Last Tuesday a developer on our team pasted a config file into Claude. He wanted help debugging a timeout issue. Took him about four seconds. Took us about an hour to realize that config file had three production API keys in it.
He's not careless. He's normal. That's the problem.
Hundreds of millions of people use AI tools every day. They paste code snippets, email threads, spreadsheets, medical records, legal documents. The chat window feels like a private conversation. It's not. Everything you type goes to someone else's servers. Sometimes it becomes training data. Sometimes it gets stored for months or years.
Nobody checks their clipboard before they hit enter. We didn't either. That's why we built BeatMask.
The clipboard is a blind spot
Think about the last five things you pasted into ChatGPT or Claude. Can you remember what was in them? All of it?
Probably not. And that's fine for most of what you share. But mixed in with those paragraphs and code blocks are things you didn't mean to send. A client's Social Security number buried in a spreadsheet row. An API key sitting in a config file. A patient's name in a medical note. A password in a log file you copied too quickly.
You're not being reckless. You're just moving fast. The AI tools are designed to feel frictionless, and they are. That's what makes them dangerous for sensitive data. There's no speed bump between your clipboard and their servers.
What BeatMask does
BeatMask is a browser extension. It sits between you and the AI tools you already use. When you type or paste something into ChatGPT, Claude, Gemini, Copilot, or any other AI chat, BeatMask scans the text before it gets sent.
It looks for the stuff that shouldn't leave your machine. API keys. Passwords. Social Security numbers. Credit card numbers. Names. Addresses. Phone numbers. Medical terminology that suggests patient data. Over 500 detection rules, all running locally in your browser.
When it finds something, it tells you. You can mask the sensitive value with a single click, replacing it with a labeled placeholder. The AI still gets the context it needs to help you. It just doesn't get the actual value.
Here's what that looks like. Say you paste this into ChatGPT:
Dear John Smith, your appointment is confirmed. For verification, your SSN ending in 4589 and your card number 4532-1234-5678-9012 are on file.
BeatMask catches the name, SSN, and credit card number. After masking, the AI sees:
Dear [Name: MASKED], your appointment is confirmed. For verification, your SSN ending in [SSN: MASKED] and your card number [Credit Card: MASKED] are on file.
The AI can still answer your question. It can still help you rewrite the email, fix the formatting, or suggest a better opening. It just never sees the sensitive values. Those stay on your device.
Why local-only matters
There are other tools that claim to protect your AI prompts. Most of them work by sending your data to their own servers for analysis. Think about that for a second.
If the tool that's supposed to protect your sensitive data sends your sensitive data to its own cloud, you haven't solved the problem. You've just added a second company to the list of places your data lives.

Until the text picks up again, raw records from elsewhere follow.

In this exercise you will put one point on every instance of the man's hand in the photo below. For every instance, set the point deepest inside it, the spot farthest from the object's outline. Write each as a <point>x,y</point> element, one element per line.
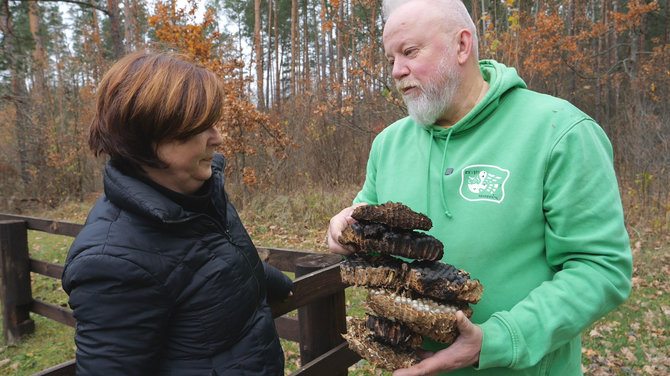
<point>462,353</point>
<point>337,224</point>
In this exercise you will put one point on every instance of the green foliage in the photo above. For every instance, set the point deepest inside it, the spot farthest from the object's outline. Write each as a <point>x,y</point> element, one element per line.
<point>633,339</point>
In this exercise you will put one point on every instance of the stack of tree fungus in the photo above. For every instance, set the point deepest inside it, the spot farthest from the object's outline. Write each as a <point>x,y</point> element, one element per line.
<point>408,299</point>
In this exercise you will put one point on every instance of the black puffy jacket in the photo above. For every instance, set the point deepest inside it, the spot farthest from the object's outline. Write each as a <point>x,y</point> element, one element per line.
<point>157,290</point>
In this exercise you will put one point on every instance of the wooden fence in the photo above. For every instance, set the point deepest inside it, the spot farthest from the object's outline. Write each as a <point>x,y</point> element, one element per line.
<point>318,295</point>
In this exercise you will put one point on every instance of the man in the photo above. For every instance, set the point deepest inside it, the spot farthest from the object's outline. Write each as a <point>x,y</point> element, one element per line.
<point>520,188</point>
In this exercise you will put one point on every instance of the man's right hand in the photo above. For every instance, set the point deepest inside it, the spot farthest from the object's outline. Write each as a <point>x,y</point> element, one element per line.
<point>337,224</point>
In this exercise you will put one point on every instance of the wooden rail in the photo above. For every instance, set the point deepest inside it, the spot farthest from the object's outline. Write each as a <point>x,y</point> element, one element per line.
<point>318,295</point>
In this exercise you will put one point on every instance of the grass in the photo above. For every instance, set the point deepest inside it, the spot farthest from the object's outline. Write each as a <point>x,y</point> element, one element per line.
<point>631,340</point>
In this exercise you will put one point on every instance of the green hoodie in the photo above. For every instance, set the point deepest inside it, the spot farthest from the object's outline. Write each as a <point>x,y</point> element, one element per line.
<point>522,193</point>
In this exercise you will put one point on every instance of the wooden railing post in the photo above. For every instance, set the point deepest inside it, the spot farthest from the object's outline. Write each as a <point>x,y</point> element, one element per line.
<point>323,321</point>
<point>15,289</point>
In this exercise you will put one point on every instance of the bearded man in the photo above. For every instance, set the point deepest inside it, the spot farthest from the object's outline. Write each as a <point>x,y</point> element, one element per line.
<point>520,188</point>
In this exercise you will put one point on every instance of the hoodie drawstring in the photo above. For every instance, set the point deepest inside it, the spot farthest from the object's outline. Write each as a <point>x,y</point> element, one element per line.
<point>445,207</point>
<point>443,194</point>
<point>430,150</point>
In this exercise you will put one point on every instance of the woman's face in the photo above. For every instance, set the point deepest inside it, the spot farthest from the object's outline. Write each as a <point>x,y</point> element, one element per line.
<point>189,162</point>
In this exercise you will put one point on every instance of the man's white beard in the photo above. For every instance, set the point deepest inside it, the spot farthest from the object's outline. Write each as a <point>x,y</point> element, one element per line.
<point>435,98</point>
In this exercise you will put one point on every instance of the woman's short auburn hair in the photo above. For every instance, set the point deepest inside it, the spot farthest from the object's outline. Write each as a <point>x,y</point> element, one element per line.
<point>148,98</point>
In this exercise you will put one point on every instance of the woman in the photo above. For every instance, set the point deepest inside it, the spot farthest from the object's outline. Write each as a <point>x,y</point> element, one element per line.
<point>164,279</point>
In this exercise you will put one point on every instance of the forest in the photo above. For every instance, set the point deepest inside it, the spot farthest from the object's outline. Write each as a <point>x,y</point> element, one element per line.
<point>308,87</point>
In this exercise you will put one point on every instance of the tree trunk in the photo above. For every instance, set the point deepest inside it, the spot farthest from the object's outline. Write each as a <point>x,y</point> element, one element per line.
<point>269,83</point>
<point>259,54</point>
<point>278,98</point>
<point>115,25</point>
<point>129,24</point>
<point>294,44</point>
<point>305,79</point>
<point>19,97</point>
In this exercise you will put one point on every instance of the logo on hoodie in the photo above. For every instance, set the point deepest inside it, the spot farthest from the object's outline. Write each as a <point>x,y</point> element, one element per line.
<point>483,183</point>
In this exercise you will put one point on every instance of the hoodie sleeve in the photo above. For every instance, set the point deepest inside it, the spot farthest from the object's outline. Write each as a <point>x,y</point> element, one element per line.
<point>121,315</point>
<point>586,243</point>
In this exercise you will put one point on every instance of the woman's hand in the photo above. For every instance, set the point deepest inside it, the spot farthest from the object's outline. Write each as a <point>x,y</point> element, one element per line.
<point>462,353</point>
<point>337,224</point>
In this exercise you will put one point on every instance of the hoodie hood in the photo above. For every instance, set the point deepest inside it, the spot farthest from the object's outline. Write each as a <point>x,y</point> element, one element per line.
<point>501,79</point>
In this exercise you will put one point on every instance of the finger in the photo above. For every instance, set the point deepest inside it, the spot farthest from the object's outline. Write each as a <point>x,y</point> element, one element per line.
<point>426,367</point>
<point>334,245</point>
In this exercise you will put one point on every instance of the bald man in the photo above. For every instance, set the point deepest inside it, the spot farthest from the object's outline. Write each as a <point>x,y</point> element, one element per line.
<point>521,190</point>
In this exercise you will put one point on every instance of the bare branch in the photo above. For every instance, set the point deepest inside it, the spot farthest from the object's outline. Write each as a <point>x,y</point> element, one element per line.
<point>80,3</point>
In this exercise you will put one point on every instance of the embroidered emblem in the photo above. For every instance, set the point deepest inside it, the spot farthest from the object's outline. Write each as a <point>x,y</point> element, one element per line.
<point>483,183</point>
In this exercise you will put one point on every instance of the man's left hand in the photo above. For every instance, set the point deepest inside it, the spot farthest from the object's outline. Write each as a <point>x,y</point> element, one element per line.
<point>462,353</point>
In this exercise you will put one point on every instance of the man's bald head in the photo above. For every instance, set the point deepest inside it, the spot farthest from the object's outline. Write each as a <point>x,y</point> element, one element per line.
<point>453,12</point>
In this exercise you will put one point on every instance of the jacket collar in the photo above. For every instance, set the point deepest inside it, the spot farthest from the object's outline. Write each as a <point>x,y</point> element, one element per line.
<point>130,193</point>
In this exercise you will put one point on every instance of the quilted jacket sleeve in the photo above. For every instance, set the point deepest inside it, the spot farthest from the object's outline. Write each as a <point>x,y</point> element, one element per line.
<point>121,315</point>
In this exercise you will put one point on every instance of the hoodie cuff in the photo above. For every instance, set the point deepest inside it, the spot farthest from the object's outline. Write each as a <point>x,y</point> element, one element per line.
<point>498,345</point>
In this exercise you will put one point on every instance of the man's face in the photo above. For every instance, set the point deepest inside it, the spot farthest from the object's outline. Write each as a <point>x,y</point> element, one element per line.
<point>424,65</point>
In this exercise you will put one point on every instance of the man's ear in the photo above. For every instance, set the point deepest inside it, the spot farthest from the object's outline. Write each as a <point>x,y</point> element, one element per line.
<point>464,40</point>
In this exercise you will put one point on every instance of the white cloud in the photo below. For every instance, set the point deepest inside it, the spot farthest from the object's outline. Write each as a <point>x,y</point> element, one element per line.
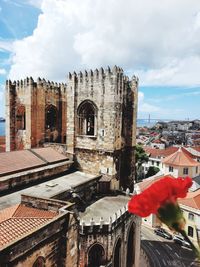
<point>2,71</point>
<point>152,38</point>
<point>35,3</point>
<point>6,46</point>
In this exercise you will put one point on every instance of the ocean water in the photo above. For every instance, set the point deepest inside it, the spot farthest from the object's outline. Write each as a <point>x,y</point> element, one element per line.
<point>2,128</point>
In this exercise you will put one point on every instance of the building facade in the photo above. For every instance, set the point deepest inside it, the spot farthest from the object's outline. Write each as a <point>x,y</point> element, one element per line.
<point>94,115</point>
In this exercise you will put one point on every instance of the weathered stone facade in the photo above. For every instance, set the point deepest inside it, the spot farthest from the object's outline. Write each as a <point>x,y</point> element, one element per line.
<point>119,241</point>
<point>35,113</point>
<point>94,115</point>
<point>107,101</point>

BeatMask runs entirely on your device. No cloud servers. No accounts to create. No data ever leaves your browser. We don't collect telemetry. We don't phone home. We can't see your prompts, your detections, or your masked values. Not because we promise not to, but because the architecture makes it impossible.
This wasn't the easy way to build it. Cloud-based detection would have been simpler and probably more accurate for edge cases. But we kept coming back to the same question: would we trust a privacy tool that sends our data somewhere? No. So we didn't build one.
Who this is for
The obvious answer is developers. They paste code all day, and code is full of secrets. Keys, tokens, connection strings, passwords in environment files. BeatMask catches all of it.

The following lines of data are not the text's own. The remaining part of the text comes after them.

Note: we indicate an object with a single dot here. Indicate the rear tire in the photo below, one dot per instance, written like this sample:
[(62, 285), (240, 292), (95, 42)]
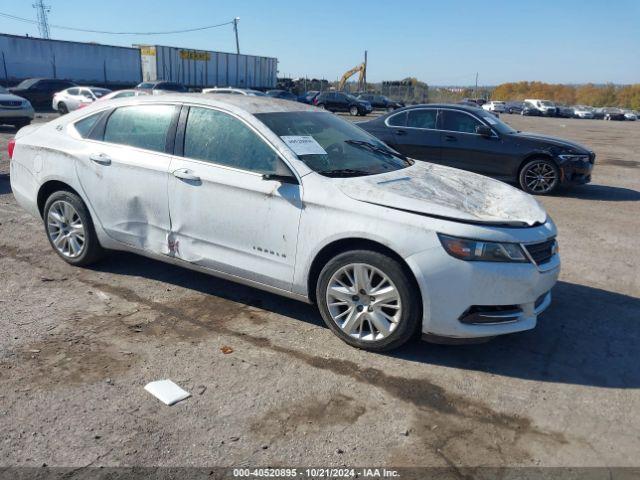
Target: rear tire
[(350, 298), (70, 230)]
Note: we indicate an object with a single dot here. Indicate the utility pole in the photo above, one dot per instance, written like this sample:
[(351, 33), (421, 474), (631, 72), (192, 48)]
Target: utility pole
[(363, 88), (43, 23), (476, 90), (235, 29)]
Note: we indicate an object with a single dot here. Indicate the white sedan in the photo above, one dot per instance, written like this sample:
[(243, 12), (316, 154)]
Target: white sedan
[(73, 98), (295, 200)]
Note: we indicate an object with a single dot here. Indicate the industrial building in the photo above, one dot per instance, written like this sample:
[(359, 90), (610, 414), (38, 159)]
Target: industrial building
[(113, 66)]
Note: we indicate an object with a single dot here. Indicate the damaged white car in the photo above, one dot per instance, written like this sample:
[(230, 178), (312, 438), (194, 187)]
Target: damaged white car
[(294, 200)]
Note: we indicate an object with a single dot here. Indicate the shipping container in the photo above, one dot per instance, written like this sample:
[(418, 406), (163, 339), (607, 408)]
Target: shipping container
[(84, 63), (203, 68)]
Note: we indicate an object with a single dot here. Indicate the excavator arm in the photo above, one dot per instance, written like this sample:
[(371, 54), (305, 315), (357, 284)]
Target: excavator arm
[(349, 73)]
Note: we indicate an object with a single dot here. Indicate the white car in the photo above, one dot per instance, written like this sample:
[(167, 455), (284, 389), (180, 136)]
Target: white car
[(123, 94), (297, 201), (235, 91), (499, 107), (547, 107), (73, 98), (14, 110), (581, 111)]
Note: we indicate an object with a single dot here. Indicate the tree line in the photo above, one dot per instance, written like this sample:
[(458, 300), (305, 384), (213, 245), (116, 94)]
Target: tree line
[(609, 95)]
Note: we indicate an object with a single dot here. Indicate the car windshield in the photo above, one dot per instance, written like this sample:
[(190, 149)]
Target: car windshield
[(332, 146), (496, 123)]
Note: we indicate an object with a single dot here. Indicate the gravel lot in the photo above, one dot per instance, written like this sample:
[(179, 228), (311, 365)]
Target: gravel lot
[(77, 346)]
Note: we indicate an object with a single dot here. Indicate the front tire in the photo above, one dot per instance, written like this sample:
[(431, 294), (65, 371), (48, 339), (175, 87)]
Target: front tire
[(368, 300), (70, 230), (539, 177)]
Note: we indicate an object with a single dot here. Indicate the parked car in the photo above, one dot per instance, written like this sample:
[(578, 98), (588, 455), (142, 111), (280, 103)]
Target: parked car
[(342, 102), (613, 114), (473, 139), (580, 111), (564, 111), (547, 107), (76, 97), (122, 94), (283, 94), (40, 91), (312, 208), (514, 107), (235, 91), (495, 106), (14, 110), (308, 97), (380, 102), (162, 87), (530, 110)]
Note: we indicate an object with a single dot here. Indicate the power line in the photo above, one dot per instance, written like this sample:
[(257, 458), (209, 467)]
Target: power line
[(62, 27)]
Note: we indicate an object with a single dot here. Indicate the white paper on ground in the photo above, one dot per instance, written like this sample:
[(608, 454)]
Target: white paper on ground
[(303, 145), (166, 391)]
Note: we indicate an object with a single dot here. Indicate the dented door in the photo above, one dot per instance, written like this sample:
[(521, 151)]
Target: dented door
[(234, 221), (225, 214)]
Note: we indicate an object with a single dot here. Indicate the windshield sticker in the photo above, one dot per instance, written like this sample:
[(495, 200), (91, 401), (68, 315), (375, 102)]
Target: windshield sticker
[(303, 145)]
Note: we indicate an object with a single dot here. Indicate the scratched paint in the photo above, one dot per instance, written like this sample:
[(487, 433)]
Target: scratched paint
[(447, 192)]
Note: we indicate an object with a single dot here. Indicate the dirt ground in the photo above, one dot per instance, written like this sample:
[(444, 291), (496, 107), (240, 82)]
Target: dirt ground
[(77, 347)]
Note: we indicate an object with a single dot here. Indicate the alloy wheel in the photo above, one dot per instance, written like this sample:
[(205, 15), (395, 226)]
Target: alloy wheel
[(65, 229), (364, 302), (540, 177)]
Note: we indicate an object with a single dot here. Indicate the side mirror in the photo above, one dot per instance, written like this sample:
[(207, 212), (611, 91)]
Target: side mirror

But developers aren't the only people pasting sensitive data into AI tools. Not even close.
Lawyers paste contract language with client names and case details. Doctors paste clinical notes with patient information. Accountants paste financial records with Social Security numbers and bank details. HR teams paste employee records with salaries, addresses, and personal information. Salespeople paste customer emails with phone numbers and company data.

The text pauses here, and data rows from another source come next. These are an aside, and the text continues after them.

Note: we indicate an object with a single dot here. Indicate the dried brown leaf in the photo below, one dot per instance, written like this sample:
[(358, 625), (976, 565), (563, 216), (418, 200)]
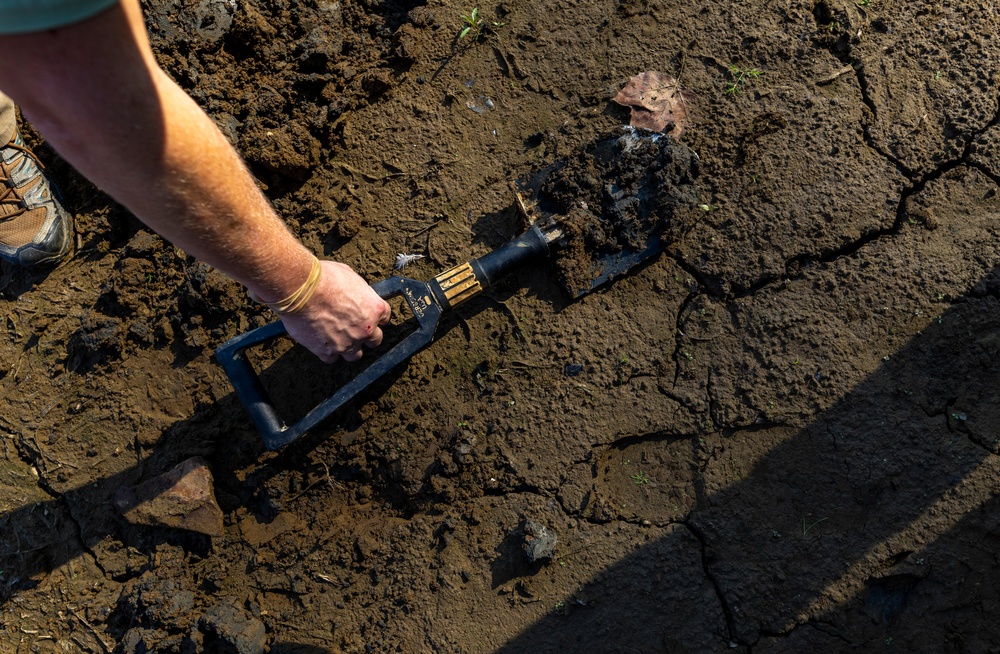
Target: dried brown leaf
[(656, 101)]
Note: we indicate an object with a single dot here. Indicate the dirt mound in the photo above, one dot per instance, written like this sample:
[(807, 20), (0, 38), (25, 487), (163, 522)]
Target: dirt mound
[(626, 193)]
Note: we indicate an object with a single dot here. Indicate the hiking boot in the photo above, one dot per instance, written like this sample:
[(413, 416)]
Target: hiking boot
[(35, 230)]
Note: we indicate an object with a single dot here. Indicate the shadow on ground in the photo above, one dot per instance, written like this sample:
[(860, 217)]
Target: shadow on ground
[(851, 533)]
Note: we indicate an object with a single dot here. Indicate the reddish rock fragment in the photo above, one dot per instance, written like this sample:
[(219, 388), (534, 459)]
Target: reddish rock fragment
[(182, 498), (656, 101)]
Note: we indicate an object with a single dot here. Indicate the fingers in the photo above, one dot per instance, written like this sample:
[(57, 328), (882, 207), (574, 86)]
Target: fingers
[(353, 355), (375, 339), (386, 313)]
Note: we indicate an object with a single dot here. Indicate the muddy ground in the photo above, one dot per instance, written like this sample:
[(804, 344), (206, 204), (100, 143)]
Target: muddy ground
[(778, 436)]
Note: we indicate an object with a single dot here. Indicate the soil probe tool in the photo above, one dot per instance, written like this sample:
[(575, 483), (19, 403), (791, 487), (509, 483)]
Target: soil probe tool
[(427, 302)]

Anyone who deals with sensitive information and uses AI tools (which, at this point, is most knowledge workers) is one careless paste away from a data exposure. BeatMask is for all of them.
Free to start, Pro when you need it
BeatMask's free tier covers the basics. It detects the most common types of sensitive data and lets you mask them before sending. No account required. Install the extension and it works.
BeatMask Pro unlocks the full detection engine (all 500+ rules), adds custom rules so you can define your own patterns, and provides session-level analytics so you can see how much sensitive data you're catching over time. It's built for people and teams who handle sensitive information as part of their daily work.
See it in action
We built an interactive demo on the homepage that lets you try BeatMask without installing anything. Paste some text (or use the example) and watch the detection engine work in real time. It takes about ten seconds.
If you like what you see, the extension is available for Chrome and Chromium-based browsers. Install it, and the next time you paste something into an AI tool, BeatMask will be watching your back.
We built BeatMask because we needed it ourselves. We were pasting sensitive data into AI tools without thinking, just like everyone else. The tools didn't exist to stop us, so we made one. We hope it saves you the hour we spent rotating those API keys.